- Born: January 1966 (age 60)
- Education: University of Science and Technology of China Brandeis University
- Scientific career
- Fields: Neuroscience
- Workplaces: Stanford University
- Doctoral advisor: Kalpana White
- Other academic advisors: Yuh-Nung Jan and Lily Jan
- Website: https://web.stanford.edu/group/luolab/

= Liqun Luo =

Chinese-American neuroscientist (born 1966)

Liqun Luo (骆利群; born January 1966) is a neuroscientist in the Department of Biology at Stanford University, where he is the Ann and Bill Swindells Professor in the School of Humanities and Sciences, and an investigator of the Howard Hughes Medical Institute. His laboratory studies the development and organization of neural circuits, and he is the author of the textbook Principles of Neurobiology.

== Early life and education ==
Luo was born in January 1966 in Shanghai, China. After graduating from the middle school of No.1 High School Affiliated to East China Normal University, he was admitted to the Special Class for the Gifted Young at the University of Science and Technology of China (USTC) in 1981 and skipped high school.

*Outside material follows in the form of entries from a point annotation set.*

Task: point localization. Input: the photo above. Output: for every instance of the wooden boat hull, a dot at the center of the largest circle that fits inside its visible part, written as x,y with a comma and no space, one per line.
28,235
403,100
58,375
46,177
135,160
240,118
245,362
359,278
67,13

Luo earned his bachelor's degree in molecular biology from the University of Science and Technology of China in 1986. He completed his PhD at Brandeis University in 1992, studying the Drosophila melanogaster homolog of the Amyloid precursor protein. After his postdoctoral work in the lab of Lily Jan and Yuh Nung Jan at the University of California in San Francisco, he became an assistant professor in the Department of Biology at Stanford University in 1996.

== Research ==
Luo's research focuses on the assembly and organization of neural circuits. His lab has invented tools to facilitate mosaic analysis in flies (MARCM) and mice (MADM).

== Honors and awards ==
Luo has been an Investigator of the Howard Hughes Medical Institute since 2005, and is a member of the National Academy of Sciences and the American Academy of Arts and Sciences. He has received numerous awards including the Technology Innovation in Neuroscience award from the McKnight Foundation and The Young Investigator Award from the Society for Neuroscience.